— Остается масса непроговоренных, замалчиваемых эмоций! Напряжение только возрастает, а история становится увлекательнее. Они смотрят в окно, как мы смотрим в телеэкран: все мы чего-то ждем, но ждать нечего — ничего не произойдет… Да, все их действия повторяются. А наши — разве нет? Мы встаем с кровати и одеваемся каждое утро, но никто не называет это кошмаром. Тем не менее что-то не в порядке, что-то разладилось в мире, и это чувствуем мы все. Я никого не осуждаю — я и сам в числе виноватых.

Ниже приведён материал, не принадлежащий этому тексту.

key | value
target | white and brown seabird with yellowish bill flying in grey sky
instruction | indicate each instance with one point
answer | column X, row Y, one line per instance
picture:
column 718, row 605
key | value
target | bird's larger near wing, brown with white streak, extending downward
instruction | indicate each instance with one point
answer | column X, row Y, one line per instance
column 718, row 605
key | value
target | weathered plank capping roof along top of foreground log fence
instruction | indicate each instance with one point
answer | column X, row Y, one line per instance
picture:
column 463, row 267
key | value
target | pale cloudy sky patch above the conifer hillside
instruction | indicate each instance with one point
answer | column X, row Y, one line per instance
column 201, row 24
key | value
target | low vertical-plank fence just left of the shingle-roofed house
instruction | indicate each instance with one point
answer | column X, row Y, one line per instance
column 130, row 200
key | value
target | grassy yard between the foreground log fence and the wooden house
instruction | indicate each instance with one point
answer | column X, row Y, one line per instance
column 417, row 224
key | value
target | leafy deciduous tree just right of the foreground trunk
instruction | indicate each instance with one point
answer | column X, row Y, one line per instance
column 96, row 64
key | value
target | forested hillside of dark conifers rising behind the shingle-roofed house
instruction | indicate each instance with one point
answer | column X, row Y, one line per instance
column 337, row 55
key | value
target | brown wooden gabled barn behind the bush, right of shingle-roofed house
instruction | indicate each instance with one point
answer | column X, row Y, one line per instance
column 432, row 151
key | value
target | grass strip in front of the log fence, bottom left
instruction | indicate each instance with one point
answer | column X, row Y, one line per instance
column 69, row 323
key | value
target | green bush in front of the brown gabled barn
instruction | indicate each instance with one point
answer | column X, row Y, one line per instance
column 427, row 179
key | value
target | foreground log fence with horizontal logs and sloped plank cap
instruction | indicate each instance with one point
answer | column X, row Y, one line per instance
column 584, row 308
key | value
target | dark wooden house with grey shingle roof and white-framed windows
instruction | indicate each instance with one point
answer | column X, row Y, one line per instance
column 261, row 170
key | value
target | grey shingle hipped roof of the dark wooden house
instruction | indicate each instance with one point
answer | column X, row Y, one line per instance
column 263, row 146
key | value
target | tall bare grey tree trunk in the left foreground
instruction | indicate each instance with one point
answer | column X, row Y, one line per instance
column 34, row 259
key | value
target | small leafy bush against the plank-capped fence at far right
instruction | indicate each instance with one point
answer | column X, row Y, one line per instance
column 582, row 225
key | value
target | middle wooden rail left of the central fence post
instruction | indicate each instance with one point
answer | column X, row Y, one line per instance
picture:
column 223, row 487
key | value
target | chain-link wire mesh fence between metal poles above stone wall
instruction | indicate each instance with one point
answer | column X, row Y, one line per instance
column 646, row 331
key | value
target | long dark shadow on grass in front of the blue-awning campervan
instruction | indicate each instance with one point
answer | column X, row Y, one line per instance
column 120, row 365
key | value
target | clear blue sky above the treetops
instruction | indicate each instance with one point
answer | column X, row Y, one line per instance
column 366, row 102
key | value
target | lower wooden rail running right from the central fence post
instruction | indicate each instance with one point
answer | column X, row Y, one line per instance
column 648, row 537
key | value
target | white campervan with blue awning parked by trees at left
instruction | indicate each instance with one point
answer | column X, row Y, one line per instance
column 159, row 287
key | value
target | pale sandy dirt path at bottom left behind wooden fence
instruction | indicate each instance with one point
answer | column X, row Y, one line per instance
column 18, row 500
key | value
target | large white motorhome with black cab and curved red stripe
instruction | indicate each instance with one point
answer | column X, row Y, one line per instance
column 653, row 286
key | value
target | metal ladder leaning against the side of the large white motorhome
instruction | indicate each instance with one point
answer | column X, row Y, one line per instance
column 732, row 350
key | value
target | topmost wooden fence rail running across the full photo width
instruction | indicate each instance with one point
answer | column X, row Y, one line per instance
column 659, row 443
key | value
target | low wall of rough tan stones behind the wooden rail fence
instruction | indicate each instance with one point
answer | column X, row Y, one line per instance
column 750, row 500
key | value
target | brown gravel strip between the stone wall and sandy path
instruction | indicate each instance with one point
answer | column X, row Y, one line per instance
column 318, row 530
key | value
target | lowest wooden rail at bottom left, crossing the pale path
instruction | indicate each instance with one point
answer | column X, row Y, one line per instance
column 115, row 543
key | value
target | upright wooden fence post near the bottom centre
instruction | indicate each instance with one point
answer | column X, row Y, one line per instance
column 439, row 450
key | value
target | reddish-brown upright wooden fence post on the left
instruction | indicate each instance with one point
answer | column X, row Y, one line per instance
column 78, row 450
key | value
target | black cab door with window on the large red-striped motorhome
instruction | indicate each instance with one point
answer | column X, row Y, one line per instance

— Апокалипсис должен быть огромным, громким, значительным событием. Но в моем фильме конец света наступает тихо, незаметно, в полной тишине. Наступает ничто. Апокалипсис — это что-то, а мой конец света — ничто, понимаете разницу? Смерть — самое страшное из явлений. Я видел не раз, к сожалению, как умирает человек или животное. Знаете, что самое ужасное в смерти? Кажется, будто ничего особенного не происходит, а при этом твое сердце разбито и мир исчезает.
— Я снимаю фильмы уже тридцать четыре года, и это довольно долгий процесс. Когда я начинал, меня интересовали социальные проблемы: я был молод и думал, что смогу изменить мир, победив противников и сломав все преграды. Прошло время, и мне пришлось понять, что проблемы гораздо сложнее — они носят онтологический или даже космический характер. А сегодня у меня осталась единственная мысль: тяжко жить, и я не знаю, что предпринять и что меня ждет. Уверен я лишь в одном — конец близок. Именно поэтому еще до начала съемок я знал, что «Туринская лошадь» будет моим последним фильмом. Я доделал мою работу. Она завершена, упакована и запечатана. Хватит.